I was about 10 when I first heard about Jazz Jackrabbit from my friends - never played it though (perhaps that's for the best, as I was just the right age for Eva Earlong's low-cut dress to have made a furry out of me). But so many of my PC-gaming friends loved this game - the PC library at the time heavily leaned towards slower and more strategic titles, and to my friends Jazz Jackrabbit felt like a statement of intent that showed the PC could pull off mascot platformers just as well as the consoles could. And to that I say... were we playing the same game?!

To be fair, I can kind of understand the fan hype around this game; if you owned a PC and didn't play Sonic all that regularly, Jazz Jackrabbit certainly looks the part. While the limited DOS palette means it doesn't look as good as its console contemporaries, it has an anthropomorphic animal with 'tude (and a gun!) running around themed levels, each with their own unique gimmicks and a nice nonlinear structure with ample secrets to discover. Also, a real head-bopping toe-tapping soundtrack!

Unfortunately, actually sitting down to play the thing quickly reveals that this doesn't have the open-ended flashiness of Sonic CD or the polish of the first half of Sonic 2 - this is 3 and a half hours of Metropolis Zone. The haphazard and cheap enemy/hazard placement is certainly an issue, but it's exacerbated by lots of weird quirks like oversized hitboxes and Jazz immediately jumping after landing if you hold down the jump button for too long.

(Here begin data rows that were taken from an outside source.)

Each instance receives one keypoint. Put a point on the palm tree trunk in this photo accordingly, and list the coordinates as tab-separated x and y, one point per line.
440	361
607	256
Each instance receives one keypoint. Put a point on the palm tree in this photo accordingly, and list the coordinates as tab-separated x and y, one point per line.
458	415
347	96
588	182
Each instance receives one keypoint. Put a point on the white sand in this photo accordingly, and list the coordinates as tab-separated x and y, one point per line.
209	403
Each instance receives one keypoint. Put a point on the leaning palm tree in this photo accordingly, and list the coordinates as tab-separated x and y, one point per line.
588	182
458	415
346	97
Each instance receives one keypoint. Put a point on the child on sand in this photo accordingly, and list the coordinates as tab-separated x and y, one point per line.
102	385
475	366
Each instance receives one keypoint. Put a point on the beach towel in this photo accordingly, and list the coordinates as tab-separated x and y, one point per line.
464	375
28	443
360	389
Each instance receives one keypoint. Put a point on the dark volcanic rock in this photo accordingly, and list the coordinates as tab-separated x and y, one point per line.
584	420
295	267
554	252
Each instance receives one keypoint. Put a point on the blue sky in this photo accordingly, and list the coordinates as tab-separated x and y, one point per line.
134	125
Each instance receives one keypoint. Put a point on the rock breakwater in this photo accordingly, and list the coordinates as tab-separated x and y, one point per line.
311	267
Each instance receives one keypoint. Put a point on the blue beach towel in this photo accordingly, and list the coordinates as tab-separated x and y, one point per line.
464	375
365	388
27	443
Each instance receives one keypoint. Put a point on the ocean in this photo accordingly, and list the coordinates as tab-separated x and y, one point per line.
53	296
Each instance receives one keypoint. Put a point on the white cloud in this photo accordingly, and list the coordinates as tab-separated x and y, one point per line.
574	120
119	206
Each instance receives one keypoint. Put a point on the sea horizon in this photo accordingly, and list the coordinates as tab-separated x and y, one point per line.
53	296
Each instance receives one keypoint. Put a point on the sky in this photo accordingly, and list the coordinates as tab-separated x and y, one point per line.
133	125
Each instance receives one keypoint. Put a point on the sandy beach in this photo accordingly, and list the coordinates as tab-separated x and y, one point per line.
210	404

Perhaps the worst part of the game feel is how Jazz hits full speed and momentum after moving in a direction for less than a second, and combined with the obscene screen crunch this forced me to slowly and painfully inch my way through every level by tap-tap-tapping the arrow keys.

There are some good mechanics here (different weapons with subtly different firing arcs add a bit of nuance), and the beginnings of good level design (which I hope the sequel built up on). But the frankly junky game feel means that Jazz Jackrabbit is a 'nostalgia goggles only' play.

Reviewed on Mar 27, 2024


2 Comments


30 days ago

Fully with you on this one. I actually did play it in its day and ... I was just as confused about its reception then as I am now

21 days ago

Don't have any nostalgia for it...but this was one of those games I'd often see at the thrift store as a kid in the early 2000's. Decided to play the first couple episodes recently and yeah...there are better run-and-guns and there are better sonic clones from what I've experienced. Socket and High Seas Havoc are both better alternatives even if they don't have the gunplay.